Senior Director Pfizer, Inc. New York, United States
Background: Rare kidney diseases cause progressive decline in kidney function, and most do not have adequate treatment options. However, gaps remain in disease understanding due to scarce data in sufficient patient populations. Access to large, geographically representative registries enable the conduct of real-world studies to better understand rare disease patients.
Objectives: To describe the prevalence, demographics, clinical characteristics, and treatment of rare kidney disease patients in the United Kingdom (UK).

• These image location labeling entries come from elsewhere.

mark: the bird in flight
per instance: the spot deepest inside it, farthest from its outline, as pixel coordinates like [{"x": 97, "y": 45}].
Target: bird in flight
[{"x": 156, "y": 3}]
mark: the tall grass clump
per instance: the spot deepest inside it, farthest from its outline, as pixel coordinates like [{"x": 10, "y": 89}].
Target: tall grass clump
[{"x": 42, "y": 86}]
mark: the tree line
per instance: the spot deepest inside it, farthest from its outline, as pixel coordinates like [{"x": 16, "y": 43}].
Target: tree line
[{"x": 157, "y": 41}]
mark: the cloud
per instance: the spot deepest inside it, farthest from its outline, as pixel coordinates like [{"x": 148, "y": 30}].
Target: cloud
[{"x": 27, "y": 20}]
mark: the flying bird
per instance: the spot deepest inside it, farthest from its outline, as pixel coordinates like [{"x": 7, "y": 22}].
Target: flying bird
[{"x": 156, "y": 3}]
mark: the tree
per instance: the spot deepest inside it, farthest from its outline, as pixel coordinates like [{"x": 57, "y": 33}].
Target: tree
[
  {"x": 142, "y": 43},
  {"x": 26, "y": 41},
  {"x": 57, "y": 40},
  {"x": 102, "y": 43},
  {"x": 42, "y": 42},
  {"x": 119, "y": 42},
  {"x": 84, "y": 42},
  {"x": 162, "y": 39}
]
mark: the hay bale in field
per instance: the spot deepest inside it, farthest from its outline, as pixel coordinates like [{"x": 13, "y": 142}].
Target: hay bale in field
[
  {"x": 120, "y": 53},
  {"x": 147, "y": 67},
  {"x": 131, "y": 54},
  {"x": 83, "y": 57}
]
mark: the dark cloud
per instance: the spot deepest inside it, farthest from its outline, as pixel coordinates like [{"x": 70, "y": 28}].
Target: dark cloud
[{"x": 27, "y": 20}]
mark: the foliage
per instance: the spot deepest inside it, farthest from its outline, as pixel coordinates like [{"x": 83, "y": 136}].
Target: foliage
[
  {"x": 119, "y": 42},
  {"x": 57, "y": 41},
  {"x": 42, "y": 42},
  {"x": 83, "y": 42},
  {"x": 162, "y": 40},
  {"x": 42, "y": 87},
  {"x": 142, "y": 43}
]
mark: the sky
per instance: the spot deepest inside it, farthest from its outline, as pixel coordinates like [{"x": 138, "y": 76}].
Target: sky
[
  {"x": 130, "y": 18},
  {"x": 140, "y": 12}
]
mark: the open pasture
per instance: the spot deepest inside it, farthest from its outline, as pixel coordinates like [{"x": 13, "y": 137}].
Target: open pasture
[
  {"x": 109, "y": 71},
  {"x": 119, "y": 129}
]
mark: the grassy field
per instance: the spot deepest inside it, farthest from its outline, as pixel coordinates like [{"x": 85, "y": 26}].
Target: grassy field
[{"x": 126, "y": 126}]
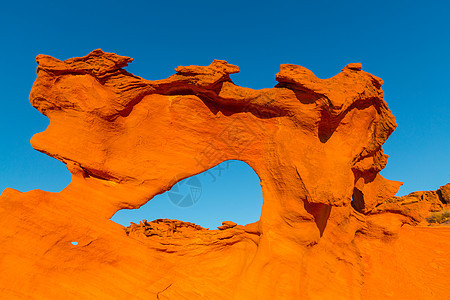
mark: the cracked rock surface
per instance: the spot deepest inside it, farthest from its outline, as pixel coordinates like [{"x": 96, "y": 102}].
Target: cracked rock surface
[{"x": 330, "y": 227}]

Methods: This retrospective study used the UK National Registry of Rare Kidney Diseases (RaDaR) from 2010 to 2022, which collects data from 107 renal care centers. Point prevalence of select rare kidney conditions were estimated, overall and stratified by sex and age groups. Patients’ demographics, clinical characteristics, and treatments were described. Nine rare kidney conditions were assessed, including Focal segmental glomerulonephritis (FSGS), IgA nephropathy (IgAN), Membranous nephropathy (MN), Minimal change nephropathy (MCD), Steroid resistant nephrotic syndrome (SRNS), Steroid sensitive nephrotic syndrome (SSNS), Autosomal dominant polycystic kidney disease (ADPKD), Autosomal recessive polycystic kidney disease (ARPKD), and Alport syndrome.

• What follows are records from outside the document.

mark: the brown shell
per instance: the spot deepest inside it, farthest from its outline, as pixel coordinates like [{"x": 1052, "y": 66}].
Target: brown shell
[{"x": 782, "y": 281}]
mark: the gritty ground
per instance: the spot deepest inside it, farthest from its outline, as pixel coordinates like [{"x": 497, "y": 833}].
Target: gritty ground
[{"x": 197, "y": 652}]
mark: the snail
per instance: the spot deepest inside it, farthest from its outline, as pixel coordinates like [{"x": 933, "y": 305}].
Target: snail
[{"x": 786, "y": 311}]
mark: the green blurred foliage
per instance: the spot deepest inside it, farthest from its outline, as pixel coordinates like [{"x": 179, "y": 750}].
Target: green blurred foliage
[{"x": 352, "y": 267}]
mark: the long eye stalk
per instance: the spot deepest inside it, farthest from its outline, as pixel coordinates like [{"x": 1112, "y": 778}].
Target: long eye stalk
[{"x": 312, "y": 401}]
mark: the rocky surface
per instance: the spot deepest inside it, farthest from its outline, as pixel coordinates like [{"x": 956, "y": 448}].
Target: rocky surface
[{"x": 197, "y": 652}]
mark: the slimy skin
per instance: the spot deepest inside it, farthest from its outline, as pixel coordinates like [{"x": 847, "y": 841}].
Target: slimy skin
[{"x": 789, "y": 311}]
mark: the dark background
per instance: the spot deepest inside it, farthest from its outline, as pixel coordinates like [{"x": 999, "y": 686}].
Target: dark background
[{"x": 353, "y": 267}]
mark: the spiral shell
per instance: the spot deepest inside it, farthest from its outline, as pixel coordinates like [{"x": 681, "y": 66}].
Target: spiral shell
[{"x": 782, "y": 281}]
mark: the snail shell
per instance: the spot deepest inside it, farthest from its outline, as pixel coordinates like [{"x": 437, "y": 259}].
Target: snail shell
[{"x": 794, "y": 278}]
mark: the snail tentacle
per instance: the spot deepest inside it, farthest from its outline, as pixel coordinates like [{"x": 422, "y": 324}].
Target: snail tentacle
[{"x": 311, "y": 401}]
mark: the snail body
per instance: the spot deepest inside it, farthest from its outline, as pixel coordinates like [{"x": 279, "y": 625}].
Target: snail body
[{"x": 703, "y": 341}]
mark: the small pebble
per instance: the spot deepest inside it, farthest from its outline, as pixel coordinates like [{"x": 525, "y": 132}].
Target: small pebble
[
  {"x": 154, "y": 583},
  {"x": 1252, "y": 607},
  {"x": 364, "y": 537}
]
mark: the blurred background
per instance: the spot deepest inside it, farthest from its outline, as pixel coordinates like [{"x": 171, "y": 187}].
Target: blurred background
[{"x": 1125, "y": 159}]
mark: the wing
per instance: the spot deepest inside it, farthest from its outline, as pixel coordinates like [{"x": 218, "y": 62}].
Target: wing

Results: The estimated prevalence for FSGS was 1.6/100k (95% CI: 1.5 to 1.6), IgAN was 6.5/100k (95% CI: 6.4 to 6.5), MN was 3.7/100k (95% CI: 3.6 to 3.7), MCD was 1.3/100k (95% CI: 1.3 to 1.4), SRNS was 0.4/100k (95% CI: 0.4 to 0.4), SSNS was 1.5/100k (95% CI: 1.5 to 1.6), ADPKD was 11.8/100k (95% CI: 11.7 to 11.9), ARPKD was 0.4/100k (95% CI: 0.3 to 0.4), and Alport syndrome was 1.4/100k (95% CI: 1.4 to 1.4). Prevalence between sexes were generally equal for all diseases, except for IgAN and MN where prevalence for males were roughly three-fold and two-fold higher, respectively.
Among disease populations, median diagnosis age for MN was greatest at 52 years (IQR: 30 to 65) and lowest for ARPKD at 1 year (IQR: 0 to 20). Median baseline urine protein creatinine ratio (UPCR) were elevated (defined as greater than 3 g/g) in FSGS (5.3 g/g; IQR: 2.7 to 9.4), MCD (6.1 g/g; IQR: 2.4 to 10), and MN (6.0 g/g; IQR: 3.2 to 8.8). Median estimated glomerular filtration rate (eGFR) was below 60 ml/min for IgAN (40 ml/min; IQR: 22 to 69) and ARPKD (52 ml/min; IQR: 33 to 75). Diseases had differing rates of corticosteroid use on day of diagnosis, ranging from 1.1% for ADPKD to 51.4% for SSNS and calcineurin inhibitor use ranged from 1.7% for ADPKD and Alport syndrome and 26.3% for SRNS patients.
Conclusions: Registries provide a rich and valuable source of information to estimate prevalence and describe clinical characteristics and treatments of patient populations, particularly in rare conditions where data is scarce.